春和和所有人都不一样,他站起,单手执伞,威严而尊贵:
“我由人类畏惧汇成,无论人、鬼或是妖,都有畏惧。
就像安鹤现在你站在我的对面,你的畏惧便在供养着我。”
安鹤愣愣往后退了一步,嘴里喃喃:
“春和,你……你在骗我是不是,一定是这样的。
你如果是神明,为什么要攀附谢妄。”
春和冷笑,声音都带着不屑:“我吗?我……攀附他?
我是神明,正确来说,也是鬼神。
冥都三座城,有我一座。
谢妄是王,我为什么不能是王?
你当你或者谢妄于我而言,算是什么高贵的东西吗?
凭什么要我攀附他?”
安鹤瞳孔骤缩,他终于清醒:“你是……你是冥都长夜城的主人。”
春和微微一笑,冷冷回道:“正是在下。
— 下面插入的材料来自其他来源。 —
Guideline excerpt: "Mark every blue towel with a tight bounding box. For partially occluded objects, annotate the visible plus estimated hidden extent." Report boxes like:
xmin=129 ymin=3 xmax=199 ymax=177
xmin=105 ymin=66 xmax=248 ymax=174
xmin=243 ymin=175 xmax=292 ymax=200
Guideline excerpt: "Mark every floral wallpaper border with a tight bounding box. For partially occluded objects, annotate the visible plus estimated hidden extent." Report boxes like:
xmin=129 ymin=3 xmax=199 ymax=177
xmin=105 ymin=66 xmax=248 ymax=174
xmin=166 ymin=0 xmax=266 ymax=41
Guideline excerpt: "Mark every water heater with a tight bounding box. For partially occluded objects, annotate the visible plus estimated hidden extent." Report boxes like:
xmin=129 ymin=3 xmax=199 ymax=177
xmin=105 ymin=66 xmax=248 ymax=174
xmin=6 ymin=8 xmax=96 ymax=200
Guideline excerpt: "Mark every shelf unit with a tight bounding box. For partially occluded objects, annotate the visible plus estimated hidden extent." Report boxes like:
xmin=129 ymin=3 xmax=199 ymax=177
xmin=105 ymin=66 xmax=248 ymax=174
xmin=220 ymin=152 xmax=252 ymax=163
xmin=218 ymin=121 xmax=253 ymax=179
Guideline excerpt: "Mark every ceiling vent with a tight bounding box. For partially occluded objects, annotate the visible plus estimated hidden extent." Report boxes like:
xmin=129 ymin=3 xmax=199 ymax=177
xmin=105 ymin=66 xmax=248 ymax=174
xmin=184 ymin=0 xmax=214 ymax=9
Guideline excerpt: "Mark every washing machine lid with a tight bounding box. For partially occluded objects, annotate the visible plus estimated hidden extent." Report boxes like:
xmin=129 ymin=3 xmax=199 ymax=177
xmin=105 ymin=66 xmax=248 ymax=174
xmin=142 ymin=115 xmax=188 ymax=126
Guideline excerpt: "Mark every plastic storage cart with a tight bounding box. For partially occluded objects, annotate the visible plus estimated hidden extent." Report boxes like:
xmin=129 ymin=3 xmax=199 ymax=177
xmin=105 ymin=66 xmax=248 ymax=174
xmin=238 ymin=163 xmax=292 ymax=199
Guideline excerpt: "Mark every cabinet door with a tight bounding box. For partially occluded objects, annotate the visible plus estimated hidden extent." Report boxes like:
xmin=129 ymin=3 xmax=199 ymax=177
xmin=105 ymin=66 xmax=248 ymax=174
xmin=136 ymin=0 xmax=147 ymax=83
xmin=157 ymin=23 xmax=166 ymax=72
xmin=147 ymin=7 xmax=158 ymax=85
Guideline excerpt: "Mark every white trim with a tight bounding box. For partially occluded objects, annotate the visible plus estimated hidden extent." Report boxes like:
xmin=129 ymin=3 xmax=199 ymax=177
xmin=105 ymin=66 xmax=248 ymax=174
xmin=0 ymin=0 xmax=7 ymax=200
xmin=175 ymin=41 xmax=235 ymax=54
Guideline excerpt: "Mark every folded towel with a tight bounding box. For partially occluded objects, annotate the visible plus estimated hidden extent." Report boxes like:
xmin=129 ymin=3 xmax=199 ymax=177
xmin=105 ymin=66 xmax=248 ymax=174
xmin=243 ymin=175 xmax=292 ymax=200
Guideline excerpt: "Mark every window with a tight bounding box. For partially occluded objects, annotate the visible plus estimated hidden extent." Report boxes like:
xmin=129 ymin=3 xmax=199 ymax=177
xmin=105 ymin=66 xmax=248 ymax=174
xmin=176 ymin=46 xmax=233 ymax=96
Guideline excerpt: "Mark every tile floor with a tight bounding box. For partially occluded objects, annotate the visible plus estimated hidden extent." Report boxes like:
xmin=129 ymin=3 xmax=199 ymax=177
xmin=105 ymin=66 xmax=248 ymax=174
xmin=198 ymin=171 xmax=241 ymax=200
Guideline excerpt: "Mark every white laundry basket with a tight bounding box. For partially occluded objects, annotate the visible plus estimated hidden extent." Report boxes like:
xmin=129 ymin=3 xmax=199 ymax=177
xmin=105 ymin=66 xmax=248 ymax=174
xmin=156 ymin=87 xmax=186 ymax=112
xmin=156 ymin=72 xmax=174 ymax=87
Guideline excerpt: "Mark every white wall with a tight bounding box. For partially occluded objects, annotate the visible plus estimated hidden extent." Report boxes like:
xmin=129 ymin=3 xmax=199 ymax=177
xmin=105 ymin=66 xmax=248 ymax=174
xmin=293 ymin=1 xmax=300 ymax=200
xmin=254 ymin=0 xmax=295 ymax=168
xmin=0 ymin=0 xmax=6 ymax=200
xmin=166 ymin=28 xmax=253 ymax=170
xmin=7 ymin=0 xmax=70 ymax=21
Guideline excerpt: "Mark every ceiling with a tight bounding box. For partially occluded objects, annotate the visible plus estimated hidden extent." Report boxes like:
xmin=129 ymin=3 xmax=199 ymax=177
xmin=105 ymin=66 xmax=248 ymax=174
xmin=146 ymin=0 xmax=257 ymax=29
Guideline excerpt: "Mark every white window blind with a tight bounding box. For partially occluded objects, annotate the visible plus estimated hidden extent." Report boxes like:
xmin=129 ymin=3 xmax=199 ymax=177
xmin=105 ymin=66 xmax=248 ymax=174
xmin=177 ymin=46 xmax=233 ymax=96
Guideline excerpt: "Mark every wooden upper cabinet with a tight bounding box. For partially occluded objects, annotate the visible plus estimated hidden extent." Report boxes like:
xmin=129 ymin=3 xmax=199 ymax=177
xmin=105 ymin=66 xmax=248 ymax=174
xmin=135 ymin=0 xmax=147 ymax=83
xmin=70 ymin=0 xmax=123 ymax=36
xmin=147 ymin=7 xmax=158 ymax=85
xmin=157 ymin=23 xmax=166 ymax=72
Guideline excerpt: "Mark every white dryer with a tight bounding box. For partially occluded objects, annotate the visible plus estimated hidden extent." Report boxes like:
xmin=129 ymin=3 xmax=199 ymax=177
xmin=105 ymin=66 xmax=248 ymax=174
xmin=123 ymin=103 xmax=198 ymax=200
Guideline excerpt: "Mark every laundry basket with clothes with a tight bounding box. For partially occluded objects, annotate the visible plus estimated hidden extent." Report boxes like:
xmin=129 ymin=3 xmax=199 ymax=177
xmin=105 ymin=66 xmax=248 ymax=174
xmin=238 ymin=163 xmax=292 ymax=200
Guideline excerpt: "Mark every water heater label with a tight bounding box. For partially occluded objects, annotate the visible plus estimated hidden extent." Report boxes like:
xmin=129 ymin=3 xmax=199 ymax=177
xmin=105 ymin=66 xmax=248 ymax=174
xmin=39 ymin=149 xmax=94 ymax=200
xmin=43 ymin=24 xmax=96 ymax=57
”
说话间,春和抬手,下压伞面:
“我有一伞,是我缘由,是我前世,也是我的武器……
我虽不擅打斗,但千年来最擅控制人心里的畏惧。
安鹤……你看这伞……”
闻言,安鹤不由朝着伞面看去,是大片大片的红。
那红色逐渐蔓延,恐惧却也盈满他的心间。
安鹤好似看到自己羽翼尽断,摔落在泥土里。
看到自己被烈火焚烧,看到权力与自己失之交臂,所有妖都不再追随他,他孤身一人往他向往的王位爬。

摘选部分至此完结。